War was returned to the people who to some extant had been separated from it by professional armies; war cast off its shackles and crossed the bounds of what had once seemed possible.
As he reliably does, Serge has structured a historically accurate explanation of Von Moltke's war and his angst about the way it evolved into Volkskrieg elucidated in his Reichstag summation. He is further solidly correct in his analysis of Putin's intent and purpose in finally acting in Ukraine. Where I take some issue with him is in his inference about Putin's intention with the SMO. Putin's strategy was sound and achievable against Ukraine; just not against a Ukraine funded and fully supported by The Empire and its clumsy toy, NATO. If Putin can be strategically faulted it has to be because he could not believe the U.S., in its vicious determination to do anything short of actual commitment to engage itself, would go all in and back the Ukronazis with endless arms and money. That is all that frustrated the kabinettkrieg Putin foresaw, and it has kept an insane Ukraine still fighting to the last Ukrainian for the gratification of doddering, impotent, old Aunt Sam.

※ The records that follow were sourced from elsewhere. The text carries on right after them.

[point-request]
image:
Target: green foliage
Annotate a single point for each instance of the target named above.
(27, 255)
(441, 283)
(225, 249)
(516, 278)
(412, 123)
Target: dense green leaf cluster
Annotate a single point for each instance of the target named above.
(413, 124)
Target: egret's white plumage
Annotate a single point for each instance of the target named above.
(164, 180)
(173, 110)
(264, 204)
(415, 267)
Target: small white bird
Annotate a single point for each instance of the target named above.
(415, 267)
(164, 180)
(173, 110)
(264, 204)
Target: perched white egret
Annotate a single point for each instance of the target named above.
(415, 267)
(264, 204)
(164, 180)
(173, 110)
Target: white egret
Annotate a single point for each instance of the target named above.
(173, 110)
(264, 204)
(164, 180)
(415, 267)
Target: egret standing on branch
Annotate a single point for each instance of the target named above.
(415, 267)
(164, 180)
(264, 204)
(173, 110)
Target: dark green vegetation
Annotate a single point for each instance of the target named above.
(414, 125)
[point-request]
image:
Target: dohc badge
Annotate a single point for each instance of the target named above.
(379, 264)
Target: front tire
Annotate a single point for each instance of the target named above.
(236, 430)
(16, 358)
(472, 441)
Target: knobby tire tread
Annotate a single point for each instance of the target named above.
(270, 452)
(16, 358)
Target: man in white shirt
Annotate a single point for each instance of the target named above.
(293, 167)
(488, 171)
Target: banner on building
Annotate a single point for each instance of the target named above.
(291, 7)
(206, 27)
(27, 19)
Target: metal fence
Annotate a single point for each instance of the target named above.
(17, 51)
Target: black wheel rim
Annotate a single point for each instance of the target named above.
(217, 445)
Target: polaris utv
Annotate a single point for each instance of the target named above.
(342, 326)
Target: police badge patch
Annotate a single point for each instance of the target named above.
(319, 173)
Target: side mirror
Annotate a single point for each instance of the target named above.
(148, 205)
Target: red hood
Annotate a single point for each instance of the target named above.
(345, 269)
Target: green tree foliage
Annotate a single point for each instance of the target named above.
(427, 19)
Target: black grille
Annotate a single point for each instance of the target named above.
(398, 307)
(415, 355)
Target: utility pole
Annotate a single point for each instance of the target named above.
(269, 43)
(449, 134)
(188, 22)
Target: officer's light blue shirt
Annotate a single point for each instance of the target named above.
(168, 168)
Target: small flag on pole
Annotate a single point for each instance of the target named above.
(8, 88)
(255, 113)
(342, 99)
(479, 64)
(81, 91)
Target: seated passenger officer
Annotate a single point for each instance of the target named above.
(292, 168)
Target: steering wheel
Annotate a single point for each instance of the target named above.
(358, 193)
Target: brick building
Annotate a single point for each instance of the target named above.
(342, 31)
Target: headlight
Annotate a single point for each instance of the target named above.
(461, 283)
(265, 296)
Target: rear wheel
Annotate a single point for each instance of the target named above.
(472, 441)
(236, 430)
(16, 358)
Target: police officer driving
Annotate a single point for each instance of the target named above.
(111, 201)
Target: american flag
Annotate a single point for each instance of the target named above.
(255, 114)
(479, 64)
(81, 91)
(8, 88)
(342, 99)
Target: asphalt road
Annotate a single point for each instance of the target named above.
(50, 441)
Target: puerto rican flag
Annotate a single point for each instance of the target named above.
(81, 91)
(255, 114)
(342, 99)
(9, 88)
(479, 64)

A valuable commentary and description of the war Russia is now waging.
However, labeling this conflict as a "peoples' war" by Ukraine is a stretch. The Ukrainian people are certainly being exploited and destroyed but it is through control by the tribe in Kiev, Wall Street and its control over the US government and European governments, all of whose resources are being used to march the people to their deaths.